Officials announced that during Sunday’s press conference at the Messiah Baptist Church in East Orange, Governor Phil Murphy announced that he was going to reconvene the New Jersey Criminal Justice Sentencing and Disposition Commission. Morris County Prosecutor Fredric Knapp and MCPO Detective Patrick LaGuerre, formerly a member of the East Orange Police Department, were in attendance.
The Commission, established by statute in 2004 on a temporary basis, became permanent in June of 2006 when a report was issued. It is comprised of 13 members, including the Attorney General of New Jersey and four members of the New Jersey Legislature.
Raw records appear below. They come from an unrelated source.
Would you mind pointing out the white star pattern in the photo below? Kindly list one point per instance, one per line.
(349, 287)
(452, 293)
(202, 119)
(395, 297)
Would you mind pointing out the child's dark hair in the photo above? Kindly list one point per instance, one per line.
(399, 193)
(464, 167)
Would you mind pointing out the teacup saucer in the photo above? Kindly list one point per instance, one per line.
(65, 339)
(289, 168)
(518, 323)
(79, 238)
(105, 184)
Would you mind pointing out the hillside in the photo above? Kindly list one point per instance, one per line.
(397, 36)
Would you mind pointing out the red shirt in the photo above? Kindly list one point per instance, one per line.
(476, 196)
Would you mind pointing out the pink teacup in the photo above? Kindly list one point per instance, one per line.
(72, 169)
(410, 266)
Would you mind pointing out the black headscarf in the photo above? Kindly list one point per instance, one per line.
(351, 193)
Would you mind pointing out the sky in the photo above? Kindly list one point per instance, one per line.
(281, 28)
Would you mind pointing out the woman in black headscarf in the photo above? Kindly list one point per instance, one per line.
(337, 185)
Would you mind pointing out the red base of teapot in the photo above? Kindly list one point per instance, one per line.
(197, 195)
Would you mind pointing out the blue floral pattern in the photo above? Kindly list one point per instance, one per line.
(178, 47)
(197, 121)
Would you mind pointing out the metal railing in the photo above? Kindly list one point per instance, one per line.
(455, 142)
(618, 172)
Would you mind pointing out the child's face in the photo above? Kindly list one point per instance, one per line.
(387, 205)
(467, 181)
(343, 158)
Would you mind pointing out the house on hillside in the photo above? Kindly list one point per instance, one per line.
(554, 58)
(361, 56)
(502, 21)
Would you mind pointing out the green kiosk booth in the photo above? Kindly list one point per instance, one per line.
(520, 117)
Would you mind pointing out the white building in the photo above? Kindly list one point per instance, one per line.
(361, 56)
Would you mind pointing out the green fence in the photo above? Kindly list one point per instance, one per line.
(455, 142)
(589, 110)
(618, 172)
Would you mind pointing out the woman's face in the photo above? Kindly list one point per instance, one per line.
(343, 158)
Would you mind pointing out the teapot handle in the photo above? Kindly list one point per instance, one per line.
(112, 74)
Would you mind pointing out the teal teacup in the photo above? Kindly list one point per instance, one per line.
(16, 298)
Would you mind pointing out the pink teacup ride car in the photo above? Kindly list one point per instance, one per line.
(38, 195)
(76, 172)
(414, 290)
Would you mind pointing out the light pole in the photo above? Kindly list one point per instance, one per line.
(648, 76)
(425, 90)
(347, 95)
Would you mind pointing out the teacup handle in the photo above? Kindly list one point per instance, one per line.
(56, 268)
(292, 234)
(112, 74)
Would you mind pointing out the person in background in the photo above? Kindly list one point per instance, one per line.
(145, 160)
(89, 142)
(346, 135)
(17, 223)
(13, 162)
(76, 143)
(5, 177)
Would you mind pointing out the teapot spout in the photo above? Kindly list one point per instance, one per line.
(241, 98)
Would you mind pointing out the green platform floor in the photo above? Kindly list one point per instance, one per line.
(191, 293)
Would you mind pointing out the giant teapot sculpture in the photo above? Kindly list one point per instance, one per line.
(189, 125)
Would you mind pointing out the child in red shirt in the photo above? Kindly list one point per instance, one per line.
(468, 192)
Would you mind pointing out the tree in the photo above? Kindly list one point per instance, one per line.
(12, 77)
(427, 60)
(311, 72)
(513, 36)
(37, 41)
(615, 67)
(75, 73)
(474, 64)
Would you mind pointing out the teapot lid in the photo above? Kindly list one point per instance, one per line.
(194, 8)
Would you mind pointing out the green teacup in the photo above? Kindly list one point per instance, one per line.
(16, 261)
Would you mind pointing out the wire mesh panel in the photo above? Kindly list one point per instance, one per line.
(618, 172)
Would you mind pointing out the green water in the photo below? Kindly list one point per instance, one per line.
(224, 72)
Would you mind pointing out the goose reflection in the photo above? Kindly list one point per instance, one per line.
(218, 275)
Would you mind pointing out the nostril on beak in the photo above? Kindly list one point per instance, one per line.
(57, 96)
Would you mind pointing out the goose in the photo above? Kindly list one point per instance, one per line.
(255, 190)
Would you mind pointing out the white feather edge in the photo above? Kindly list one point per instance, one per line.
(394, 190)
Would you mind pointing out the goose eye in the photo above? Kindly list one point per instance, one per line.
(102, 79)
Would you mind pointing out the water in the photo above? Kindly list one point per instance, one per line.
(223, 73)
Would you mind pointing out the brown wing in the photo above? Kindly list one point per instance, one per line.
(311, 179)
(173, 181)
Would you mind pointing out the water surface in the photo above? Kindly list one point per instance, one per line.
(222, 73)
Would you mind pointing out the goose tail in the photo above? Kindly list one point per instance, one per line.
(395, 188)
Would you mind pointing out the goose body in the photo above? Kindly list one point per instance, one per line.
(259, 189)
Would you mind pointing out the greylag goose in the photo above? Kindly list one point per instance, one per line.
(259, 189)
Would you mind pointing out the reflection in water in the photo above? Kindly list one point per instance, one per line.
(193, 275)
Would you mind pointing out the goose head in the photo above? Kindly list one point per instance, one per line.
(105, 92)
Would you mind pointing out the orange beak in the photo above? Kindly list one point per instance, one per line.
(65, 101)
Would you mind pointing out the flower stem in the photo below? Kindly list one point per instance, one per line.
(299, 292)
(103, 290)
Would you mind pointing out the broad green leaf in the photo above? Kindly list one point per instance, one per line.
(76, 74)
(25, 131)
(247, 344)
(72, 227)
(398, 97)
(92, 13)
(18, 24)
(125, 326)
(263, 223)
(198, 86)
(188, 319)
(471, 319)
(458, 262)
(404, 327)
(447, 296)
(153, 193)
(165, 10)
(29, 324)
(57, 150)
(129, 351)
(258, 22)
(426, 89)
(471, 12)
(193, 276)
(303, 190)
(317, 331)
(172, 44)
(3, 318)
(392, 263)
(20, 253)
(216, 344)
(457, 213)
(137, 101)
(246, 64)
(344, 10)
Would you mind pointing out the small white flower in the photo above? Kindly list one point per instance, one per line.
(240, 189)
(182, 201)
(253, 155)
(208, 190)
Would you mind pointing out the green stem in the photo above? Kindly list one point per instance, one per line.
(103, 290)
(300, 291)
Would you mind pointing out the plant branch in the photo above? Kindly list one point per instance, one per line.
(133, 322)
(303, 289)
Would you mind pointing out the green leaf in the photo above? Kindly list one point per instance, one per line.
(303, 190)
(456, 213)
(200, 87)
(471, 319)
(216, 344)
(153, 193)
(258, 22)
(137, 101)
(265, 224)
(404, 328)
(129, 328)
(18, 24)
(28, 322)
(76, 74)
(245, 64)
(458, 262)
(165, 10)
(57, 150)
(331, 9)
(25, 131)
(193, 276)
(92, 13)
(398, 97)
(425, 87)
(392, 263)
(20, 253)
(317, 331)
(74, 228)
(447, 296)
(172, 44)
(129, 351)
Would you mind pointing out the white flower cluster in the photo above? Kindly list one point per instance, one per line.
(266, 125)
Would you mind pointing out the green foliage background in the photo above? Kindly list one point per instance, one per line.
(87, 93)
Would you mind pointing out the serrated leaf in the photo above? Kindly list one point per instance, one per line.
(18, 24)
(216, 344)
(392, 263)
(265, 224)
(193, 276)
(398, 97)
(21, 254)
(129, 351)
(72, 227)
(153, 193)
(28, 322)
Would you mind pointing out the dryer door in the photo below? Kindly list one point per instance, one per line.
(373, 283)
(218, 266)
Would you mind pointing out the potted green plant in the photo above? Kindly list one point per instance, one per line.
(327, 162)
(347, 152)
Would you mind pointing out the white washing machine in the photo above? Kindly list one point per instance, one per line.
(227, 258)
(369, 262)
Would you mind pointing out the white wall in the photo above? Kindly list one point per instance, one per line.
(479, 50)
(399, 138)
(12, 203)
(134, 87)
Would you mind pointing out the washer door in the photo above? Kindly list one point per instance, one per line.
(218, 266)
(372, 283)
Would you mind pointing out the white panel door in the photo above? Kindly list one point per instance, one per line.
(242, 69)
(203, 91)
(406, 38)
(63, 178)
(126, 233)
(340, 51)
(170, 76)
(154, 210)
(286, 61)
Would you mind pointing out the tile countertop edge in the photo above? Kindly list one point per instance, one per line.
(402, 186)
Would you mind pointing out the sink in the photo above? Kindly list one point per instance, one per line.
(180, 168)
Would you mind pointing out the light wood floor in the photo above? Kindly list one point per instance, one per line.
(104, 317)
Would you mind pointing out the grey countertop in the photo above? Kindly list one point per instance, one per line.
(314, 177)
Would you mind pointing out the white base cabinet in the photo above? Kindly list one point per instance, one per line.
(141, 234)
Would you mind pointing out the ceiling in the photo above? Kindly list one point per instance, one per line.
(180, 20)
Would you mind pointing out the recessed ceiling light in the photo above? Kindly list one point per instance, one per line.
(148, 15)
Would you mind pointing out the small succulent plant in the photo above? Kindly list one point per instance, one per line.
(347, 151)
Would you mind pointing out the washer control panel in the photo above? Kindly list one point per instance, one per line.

Governor Murphy named Deborah Poritz, former Chief Justice of the New Jersey Supreme Court, as well as Jiles Ship, past President of NOBLE (The National Organization of Black Law Enforcement Executives), a former police officer in Edison and member of the New Jersey Police Training Commission, as his two gubernatorial choices.
As the President of the County Prosecutors Association of New Jersey, Prosecutor Knapp, one of the 13 members of this Commission, will be joined by representatives from the New Jersey State Bar Association, Public Defender’s Office, Department of Corrections, and the Chair of the State Parole Board.
The general purpose of the Commission is to, “consider correctional resources, including, but not limited to, the capacities of State and Local correctional facilities, in promulgating sentencing policy; examine past sentencing practices, consider their rationality, and establish a list of ‘sentencing factors’ which would either guide, or limit judges in assessing sentences for individual offenders; and seek to establish uniform sentences throughout the jurisdiction”.